Wie weit Dänemark den Absenktunnel wohl schon unter den Belt getrieben hätte, wäre da nicht der zögerliche deutsche Apparat gewesen? Lange mussten unsere Nachbarn tun, was ihnen so gar nicht behagt: Warten und den Baupreisen beim Steigen zuschauen. Seit drei Wochen ist der Planfeststellungsbeschluss für den Fehmarnbelttunnel unterschrieben, und es stellt sich etwas ein, das man Planungssicherheit nennen könnte. Fast vier Jahre ist es her, dass das dänische Parlament den Bau genehmigt hat.
Unsere nördlichen Nachbarn aus dem Inselstaat sind auf Zack, wenn es um ambitionierte Verkehrsprojekte geht. Nach Sonderburg baute man eine Autobahn in zwei Jahren, dabei waren drei Jahre eingeplant. Auch die Belt-Anbindung dort ist schon lange vorhanden und der Bau seriös durchgeplant.

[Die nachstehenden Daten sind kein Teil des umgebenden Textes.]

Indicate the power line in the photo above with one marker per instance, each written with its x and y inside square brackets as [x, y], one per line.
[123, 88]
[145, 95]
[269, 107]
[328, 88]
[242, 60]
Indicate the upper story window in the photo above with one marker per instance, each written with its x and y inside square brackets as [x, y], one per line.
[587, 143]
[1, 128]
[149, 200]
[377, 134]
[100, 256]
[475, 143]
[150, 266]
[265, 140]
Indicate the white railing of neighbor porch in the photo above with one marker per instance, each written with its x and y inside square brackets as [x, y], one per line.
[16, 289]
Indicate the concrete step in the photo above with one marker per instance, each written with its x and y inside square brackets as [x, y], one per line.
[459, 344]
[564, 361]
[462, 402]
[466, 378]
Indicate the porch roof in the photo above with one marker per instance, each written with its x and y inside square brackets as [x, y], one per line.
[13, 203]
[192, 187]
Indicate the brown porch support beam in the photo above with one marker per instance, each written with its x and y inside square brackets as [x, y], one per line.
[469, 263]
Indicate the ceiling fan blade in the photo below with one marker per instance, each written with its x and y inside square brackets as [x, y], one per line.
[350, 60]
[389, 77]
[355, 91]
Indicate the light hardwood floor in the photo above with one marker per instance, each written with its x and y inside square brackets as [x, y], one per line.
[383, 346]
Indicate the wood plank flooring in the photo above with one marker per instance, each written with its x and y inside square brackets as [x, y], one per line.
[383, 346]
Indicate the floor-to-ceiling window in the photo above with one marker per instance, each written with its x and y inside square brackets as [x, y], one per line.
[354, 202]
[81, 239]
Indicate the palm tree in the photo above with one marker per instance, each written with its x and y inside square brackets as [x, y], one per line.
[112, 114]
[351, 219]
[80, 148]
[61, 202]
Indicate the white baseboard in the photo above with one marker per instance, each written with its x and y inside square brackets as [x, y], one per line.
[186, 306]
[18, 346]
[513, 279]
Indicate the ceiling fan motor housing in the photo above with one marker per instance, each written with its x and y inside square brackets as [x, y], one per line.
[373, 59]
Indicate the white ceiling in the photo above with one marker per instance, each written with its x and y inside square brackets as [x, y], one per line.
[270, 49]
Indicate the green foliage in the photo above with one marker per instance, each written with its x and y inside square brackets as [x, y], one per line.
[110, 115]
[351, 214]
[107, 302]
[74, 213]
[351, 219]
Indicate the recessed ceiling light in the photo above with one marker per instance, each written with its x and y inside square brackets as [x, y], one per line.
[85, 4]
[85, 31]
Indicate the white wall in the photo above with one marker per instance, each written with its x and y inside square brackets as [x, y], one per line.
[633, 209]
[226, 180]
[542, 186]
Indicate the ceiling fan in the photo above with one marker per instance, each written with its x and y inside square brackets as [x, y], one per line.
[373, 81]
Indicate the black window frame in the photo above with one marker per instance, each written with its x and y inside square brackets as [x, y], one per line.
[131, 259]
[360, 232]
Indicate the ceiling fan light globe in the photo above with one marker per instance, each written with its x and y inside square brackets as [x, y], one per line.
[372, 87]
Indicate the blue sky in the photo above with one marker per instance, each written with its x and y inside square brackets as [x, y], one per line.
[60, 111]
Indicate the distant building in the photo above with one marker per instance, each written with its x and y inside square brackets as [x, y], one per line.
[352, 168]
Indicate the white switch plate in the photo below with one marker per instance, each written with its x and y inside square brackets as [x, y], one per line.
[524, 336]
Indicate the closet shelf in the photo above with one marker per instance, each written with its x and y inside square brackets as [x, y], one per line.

Baugesetz und Planfeststellungsbeschluss
Fritz Hilgenstock spricht beim Blick auf die dänische Durchführung von einer „geringeren Planungstiefe“, zum Zeitpunkt der Genehmigung, also der Entscheidung über ja oder nein. Die Verträglichkeit des Projektes werde dann in der weiteren Planung sichergestellt. Der Ingenieur ist Prokurist für internationale Projekte bei der Hamburger Firma WTM Engineers und seit nunmehr zehn Jahren an der technischen Fachplanung der Fehmarnbelt-Anbindung an der Seite der Planungsgesellschaft Rambøll Aruo Tec beteiligt. Man könne das mit einer Urlaubsreise vergleichen. Der Deutsche plane im Vorfeld jeden Restaurantbesuch und jedes Hotel und habe dann das Risiko, doch mal vor verschlossener Tür zu stehen. Der Däne allerdings macht sich eher spontan auf den Weg, aber immer das Ziel vor Augen.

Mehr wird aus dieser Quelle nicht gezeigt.